Pelo contrário, o normativo do «Acordo do Século» só poderia ser aplicado pela força, um passo que levaria, no mínimo, a um confronto direto entre Israel e o regime de al-Sisi, que conduz o primeiro aliado árabe do sionismo na esteira dos presidentes Sadat e Mubarak.

O «Acordo do Século» é, portanto, incompatível com qualquer solução diplomática; ou está ainda a anos de luz dela – o que vai dar no mesmo.

Silêncio grave e cúmplice

Posto isto, é muito grave o silêncio que se ouve no mundo em relação às palavras terroristas proferidas por Netanyahu num pretenso ambiente «de paz», em Paris. Não será necessário um grande e prolongado esforço intelectual para deduzir que o primeiro-ministro de Israel advoga uma estratégia de força como «solução final» para Gaza. E, como a desproporção das forças e meios militares em presença é esmagadora, uma guerra conduzida até às últimas consequências para ultrapassar o problema significaria o extermínio em massa da indefesa população do território.

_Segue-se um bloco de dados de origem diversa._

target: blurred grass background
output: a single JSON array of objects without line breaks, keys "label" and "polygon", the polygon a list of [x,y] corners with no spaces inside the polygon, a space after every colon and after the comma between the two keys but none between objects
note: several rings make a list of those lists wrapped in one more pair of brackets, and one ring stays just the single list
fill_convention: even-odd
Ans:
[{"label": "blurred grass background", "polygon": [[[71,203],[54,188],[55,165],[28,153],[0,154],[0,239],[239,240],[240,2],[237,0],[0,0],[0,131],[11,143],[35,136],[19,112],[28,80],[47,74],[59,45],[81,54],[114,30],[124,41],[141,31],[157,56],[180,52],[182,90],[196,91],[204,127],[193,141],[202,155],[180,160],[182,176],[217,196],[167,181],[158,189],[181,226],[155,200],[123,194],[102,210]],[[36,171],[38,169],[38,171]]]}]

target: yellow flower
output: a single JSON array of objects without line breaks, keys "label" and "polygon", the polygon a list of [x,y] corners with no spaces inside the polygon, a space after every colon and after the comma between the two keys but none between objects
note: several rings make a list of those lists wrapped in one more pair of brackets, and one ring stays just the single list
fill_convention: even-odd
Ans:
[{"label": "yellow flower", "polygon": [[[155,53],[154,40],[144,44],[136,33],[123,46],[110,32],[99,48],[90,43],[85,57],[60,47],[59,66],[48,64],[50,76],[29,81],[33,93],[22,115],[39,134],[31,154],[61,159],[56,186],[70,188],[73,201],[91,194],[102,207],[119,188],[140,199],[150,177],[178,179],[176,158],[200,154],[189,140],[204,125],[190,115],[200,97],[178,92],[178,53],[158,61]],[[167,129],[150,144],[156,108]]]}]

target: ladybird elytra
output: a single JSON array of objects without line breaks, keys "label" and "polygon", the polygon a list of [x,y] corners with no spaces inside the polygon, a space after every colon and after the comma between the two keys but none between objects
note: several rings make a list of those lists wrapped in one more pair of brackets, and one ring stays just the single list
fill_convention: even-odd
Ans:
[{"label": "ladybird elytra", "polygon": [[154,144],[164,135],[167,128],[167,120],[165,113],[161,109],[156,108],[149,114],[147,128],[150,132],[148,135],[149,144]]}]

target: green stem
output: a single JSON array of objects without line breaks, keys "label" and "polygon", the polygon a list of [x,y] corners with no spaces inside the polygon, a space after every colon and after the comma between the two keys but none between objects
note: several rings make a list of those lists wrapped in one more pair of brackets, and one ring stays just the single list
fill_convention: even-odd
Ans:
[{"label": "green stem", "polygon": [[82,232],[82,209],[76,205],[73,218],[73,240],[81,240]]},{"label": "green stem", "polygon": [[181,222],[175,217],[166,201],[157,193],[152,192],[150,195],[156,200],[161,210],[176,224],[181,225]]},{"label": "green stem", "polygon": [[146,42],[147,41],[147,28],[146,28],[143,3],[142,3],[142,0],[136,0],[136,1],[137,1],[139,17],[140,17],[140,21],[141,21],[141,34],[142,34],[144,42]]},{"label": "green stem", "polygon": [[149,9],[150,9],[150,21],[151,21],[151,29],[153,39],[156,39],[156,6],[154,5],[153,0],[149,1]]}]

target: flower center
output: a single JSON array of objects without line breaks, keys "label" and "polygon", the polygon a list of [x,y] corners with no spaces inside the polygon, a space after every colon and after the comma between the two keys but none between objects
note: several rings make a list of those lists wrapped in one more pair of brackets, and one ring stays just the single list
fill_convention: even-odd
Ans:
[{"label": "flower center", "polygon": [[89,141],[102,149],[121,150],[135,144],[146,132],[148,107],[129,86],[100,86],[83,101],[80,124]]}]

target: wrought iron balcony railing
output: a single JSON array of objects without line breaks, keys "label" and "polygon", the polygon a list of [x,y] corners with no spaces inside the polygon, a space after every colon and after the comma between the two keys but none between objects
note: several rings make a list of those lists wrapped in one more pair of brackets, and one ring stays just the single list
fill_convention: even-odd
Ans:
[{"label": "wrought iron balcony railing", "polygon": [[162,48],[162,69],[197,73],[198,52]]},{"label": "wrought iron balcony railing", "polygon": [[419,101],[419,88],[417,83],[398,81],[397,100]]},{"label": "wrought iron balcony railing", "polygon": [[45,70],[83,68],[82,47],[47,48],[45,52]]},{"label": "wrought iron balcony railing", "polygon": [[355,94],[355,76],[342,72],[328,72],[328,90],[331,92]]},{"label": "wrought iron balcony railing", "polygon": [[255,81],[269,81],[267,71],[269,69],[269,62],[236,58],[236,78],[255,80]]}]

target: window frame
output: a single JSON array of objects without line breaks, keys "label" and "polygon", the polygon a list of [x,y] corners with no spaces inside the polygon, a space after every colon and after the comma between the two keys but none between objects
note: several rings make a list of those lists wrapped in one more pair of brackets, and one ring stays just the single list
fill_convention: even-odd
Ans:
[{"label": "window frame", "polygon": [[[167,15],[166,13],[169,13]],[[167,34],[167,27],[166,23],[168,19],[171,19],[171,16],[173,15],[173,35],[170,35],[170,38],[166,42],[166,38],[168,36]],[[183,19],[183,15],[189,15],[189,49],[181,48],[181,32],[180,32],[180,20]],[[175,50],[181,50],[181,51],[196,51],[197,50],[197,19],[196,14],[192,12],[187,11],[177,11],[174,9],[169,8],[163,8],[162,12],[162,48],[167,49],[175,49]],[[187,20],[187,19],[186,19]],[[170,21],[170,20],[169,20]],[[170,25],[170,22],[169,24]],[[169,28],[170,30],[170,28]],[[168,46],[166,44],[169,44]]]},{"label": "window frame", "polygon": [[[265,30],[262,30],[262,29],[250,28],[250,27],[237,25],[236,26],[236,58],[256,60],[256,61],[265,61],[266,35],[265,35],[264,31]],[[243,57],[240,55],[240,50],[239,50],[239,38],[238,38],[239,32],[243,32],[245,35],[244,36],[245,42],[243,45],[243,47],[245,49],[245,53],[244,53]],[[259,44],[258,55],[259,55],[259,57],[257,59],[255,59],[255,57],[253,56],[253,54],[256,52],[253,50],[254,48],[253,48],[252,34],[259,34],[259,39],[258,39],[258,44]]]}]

E as ofensivas recorrentes parecem integrar-se no processo de preparação, a anestesia da chamada «comunidade internacional» para o desfecho inevitável – a chacina ou, no mínimo, uma repugnante limpeza étnica susceptível de colocar mais dois milhões de refugiados à deriva pelo mundo.

O silêncio da dita «comunidade internacional», no qual não se escutam dissonâncias, não é apenas cúmplice; é um sinal assustador de que a anestesia já está produzindo efeito, tal a reverência submissa do mundo perante os desplantes terroristas da aberração sionista.